Ginevra Bompiani, candidata de La Sinistra alle elezioni europee nell’Italia centrale, nel suo manifesto elettorale mette al centro del suo discorso la terra di tutti, «percorsa da uomini e donne in fuga coi loro bambini, un’immane Troia, vinta dalla furbizia e dall’avidità di popolazioni tecnologicamente più avanzate». Sono inutili i discorsi sull’Europa, sulla comune storia e sul comune destino, senza un’assunzione di responsabilità nei confronti del resto del mondo, senza un abbandono dello sguardo predatorio (incline alla paranoia) che ci ha resi ciechi e diffidenti anche tra di noi.
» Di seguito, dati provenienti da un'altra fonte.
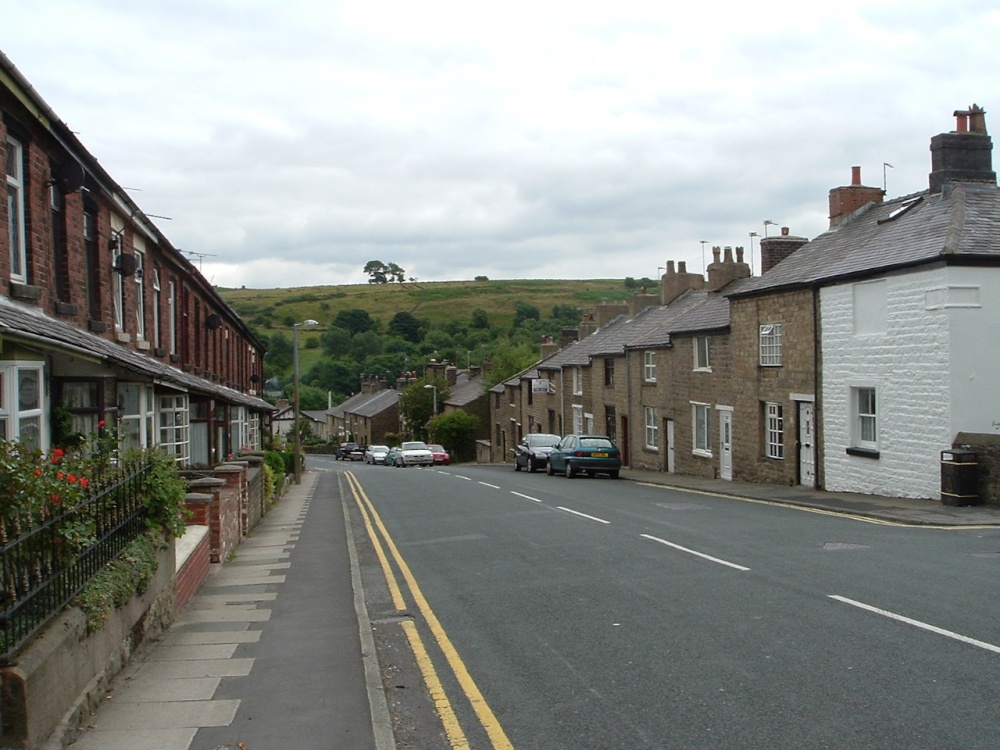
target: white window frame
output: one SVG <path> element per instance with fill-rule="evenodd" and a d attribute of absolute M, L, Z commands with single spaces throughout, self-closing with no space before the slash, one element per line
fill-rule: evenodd
<path fill-rule="evenodd" d="M 157 401 L 159 446 L 181 466 L 191 461 L 191 403 L 186 393 L 161 394 Z"/>
<path fill-rule="evenodd" d="M 573 432 L 580 434 L 583 432 L 583 405 L 573 404 Z"/>
<path fill-rule="evenodd" d="M 712 360 L 709 359 L 708 336 L 694 337 L 694 369 L 701 372 L 712 371 Z"/>
<path fill-rule="evenodd" d="M 768 458 L 785 458 L 785 417 L 782 405 L 774 401 L 764 404 L 764 443 Z"/>
<path fill-rule="evenodd" d="M 851 445 L 862 450 L 878 450 L 878 388 L 851 387 Z"/>
<path fill-rule="evenodd" d="M 691 452 L 712 457 L 712 405 L 691 402 Z"/>
<path fill-rule="evenodd" d="M 162 295 L 160 289 L 160 269 L 153 268 L 153 346 L 157 349 L 163 346 L 162 337 L 160 336 L 160 303 L 162 302 Z"/>
<path fill-rule="evenodd" d="M 656 416 L 655 406 L 643 407 L 646 416 L 646 447 L 651 450 L 660 449 L 660 423 Z"/>
<path fill-rule="evenodd" d="M 32 406 L 21 405 L 21 376 L 35 373 L 37 393 Z M 0 438 L 23 442 L 28 425 L 37 428 L 37 439 L 26 443 L 30 448 L 47 451 L 49 432 L 46 418 L 45 363 L 36 361 L 0 362 Z"/>
<path fill-rule="evenodd" d="M 134 404 L 130 404 L 134 396 Z M 122 448 L 152 448 L 156 444 L 156 401 L 150 383 L 118 383 Z M 134 437 L 134 439 L 133 439 Z"/>
<path fill-rule="evenodd" d="M 261 449 L 260 414 L 258 412 L 253 412 L 247 421 L 247 447 L 252 451 Z"/>
<path fill-rule="evenodd" d="M 170 353 L 177 354 L 177 282 L 167 282 L 167 340 Z"/>
<path fill-rule="evenodd" d="M 646 383 L 656 382 L 656 352 L 649 350 L 643 352 L 642 379 Z"/>
<path fill-rule="evenodd" d="M 9 167 L 9 168 L 8 168 Z M 7 240 L 10 244 L 10 279 L 27 283 L 28 244 L 25 230 L 27 217 L 24 203 L 24 145 L 7 136 L 7 158 L 4 167 L 7 179 Z"/>
<path fill-rule="evenodd" d="M 572 370 L 573 375 L 573 395 L 582 396 L 583 395 L 583 369 L 581 367 L 574 367 Z"/>
<path fill-rule="evenodd" d="M 247 420 L 247 408 L 245 406 L 232 406 L 229 408 L 229 442 L 233 453 L 239 453 L 244 448 L 249 448 L 248 435 L 250 433 Z"/>
<path fill-rule="evenodd" d="M 146 340 L 146 251 L 142 240 L 135 238 L 135 338 Z"/>
<path fill-rule="evenodd" d="M 760 326 L 760 366 L 781 367 L 781 323 Z"/>

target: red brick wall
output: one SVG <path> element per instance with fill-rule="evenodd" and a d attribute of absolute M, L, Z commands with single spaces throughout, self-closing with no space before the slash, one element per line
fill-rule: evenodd
<path fill-rule="evenodd" d="M 198 545 L 191 551 L 188 559 L 185 560 L 177 571 L 177 584 L 174 593 L 174 612 L 179 612 L 184 608 L 191 597 L 193 597 L 201 585 L 208 578 L 209 566 L 211 564 L 211 550 L 209 535 L 205 534 Z"/>

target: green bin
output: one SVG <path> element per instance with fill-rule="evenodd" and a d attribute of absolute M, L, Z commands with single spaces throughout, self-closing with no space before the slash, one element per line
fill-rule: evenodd
<path fill-rule="evenodd" d="M 941 502 L 979 505 L 979 461 L 974 451 L 941 451 Z"/>

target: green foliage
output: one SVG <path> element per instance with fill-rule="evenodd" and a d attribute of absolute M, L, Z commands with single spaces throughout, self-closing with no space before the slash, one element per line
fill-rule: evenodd
<path fill-rule="evenodd" d="M 301 382 L 322 389 L 323 406 L 315 408 L 325 408 L 326 392 L 333 391 L 342 396 L 341 401 L 352 393 L 357 393 L 360 389 L 361 366 L 356 362 L 343 359 L 321 359 L 302 376 Z M 305 390 L 302 391 L 305 393 Z M 304 403 L 302 398 L 300 404 Z"/>
<path fill-rule="evenodd" d="M 343 357 L 351 350 L 351 332 L 339 326 L 330 326 L 320 334 L 323 352 L 331 357 Z"/>
<path fill-rule="evenodd" d="M 539 320 L 541 313 L 534 305 L 518 300 L 514 303 L 514 326 L 519 326 L 526 320 Z"/>
<path fill-rule="evenodd" d="M 355 307 L 351 310 L 341 310 L 333 319 L 333 324 L 351 332 L 352 336 L 375 328 L 375 319 L 367 310 Z"/>
<path fill-rule="evenodd" d="M 573 305 L 553 305 L 552 320 L 559 325 L 574 326 L 580 322 L 580 308 Z"/>
<path fill-rule="evenodd" d="M 479 417 L 464 411 L 438 414 L 427 425 L 430 438 L 441 443 L 458 461 L 471 461 L 476 455 Z"/>
<path fill-rule="evenodd" d="M 328 403 L 327 391 L 325 388 L 317 388 L 314 385 L 299 383 L 299 409 L 325 409 Z"/>
<path fill-rule="evenodd" d="M 88 630 L 100 630 L 116 609 L 146 593 L 156 574 L 156 547 L 153 537 L 143 534 L 84 586 L 73 603 L 86 615 Z"/>
<path fill-rule="evenodd" d="M 434 416 L 434 390 L 427 388 L 428 385 L 437 388 L 437 404 L 440 411 L 441 405 L 450 393 L 448 384 L 444 380 L 420 378 L 399 392 L 399 413 L 403 417 L 403 424 L 407 425 L 417 440 L 427 437 L 427 422 Z"/>
<path fill-rule="evenodd" d="M 423 325 L 420 319 L 413 313 L 400 310 L 389 321 L 389 334 L 399 336 L 401 339 L 411 343 L 419 344 L 424 337 Z"/>
<path fill-rule="evenodd" d="M 486 311 L 481 307 L 475 308 L 472 311 L 472 320 L 469 323 L 469 325 L 472 328 L 489 328 L 490 319 L 489 316 L 486 314 Z"/>
<path fill-rule="evenodd" d="M 184 505 L 187 485 L 177 472 L 177 462 L 159 450 L 147 451 L 143 460 L 150 464 L 142 487 L 146 523 L 170 537 L 182 536 L 191 513 Z"/>
<path fill-rule="evenodd" d="M 274 504 L 274 493 L 277 489 L 277 477 L 274 469 L 265 461 L 264 463 L 264 504 L 270 508 Z"/>
<path fill-rule="evenodd" d="M 289 473 L 286 471 L 288 459 L 285 457 L 285 453 L 285 451 L 264 452 L 264 465 L 271 469 L 275 477 L 283 477 Z"/>
<path fill-rule="evenodd" d="M 292 342 L 280 331 L 268 339 L 264 362 L 278 370 L 292 366 Z"/>
<path fill-rule="evenodd" d="M 388 284 L 390 281 L 403 283 L 406 281 L 406 271 L 395 263 L 370 260 L 365 264 L 364 271 L 371 277 L 368 279 L 369 284 Z"/>
<path fill-rule="evenodd" d="M 485 373 L 486 387 L 492 388 L 538 361 L 538 351 L 532 342 L 510 338 L 498 341 L 493 349 L 493 366 Z"/>

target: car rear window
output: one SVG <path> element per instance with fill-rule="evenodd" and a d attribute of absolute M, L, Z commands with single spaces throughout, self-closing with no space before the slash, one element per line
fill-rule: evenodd
<path fill-rule="evenodd" d="M 580 447 L 587 450 L 614 450 L 614 444 L 607 438 L 581 438 Z"/>

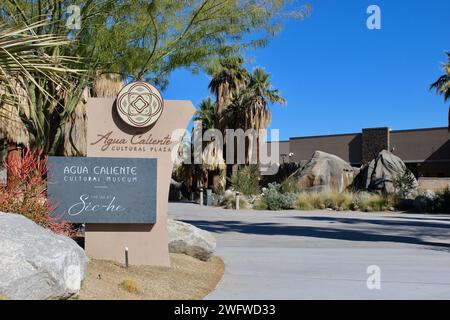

Non è con gesto frettoloso, azzardato che Bompiani dia tanta importanza a Greta, la «piccola, ignota, malata» svedese che ha alzato la sua voce sopra il rumoroso chiacchiericcio degli adulti che ottunde il loro pensiero. Ci vuole uno sguardo saggio per capire il valore dello «sguardo di prima», lo sguardo che interroga il «senno di poi» e lo obbliga costantemente a riaprirsi e a ridefinirsi. C’è troppa sapienza adulta ammuffita nella vecchia Europa che, guardando all’indietro, ha fatto della dissuasione nei confronti della propria infanzia e adolescenza, la sua forza persuasiva. In un suo recente interessante confronto con Tommaso Di Francesco, su questo giornale, Bompiani ha ripreso la distinzione tra i «felici pochi», i ragazzi, e gli «infelici molti», gli adulti, fatta da Elsa Morante ne Il mondo salvato dai ragazzini.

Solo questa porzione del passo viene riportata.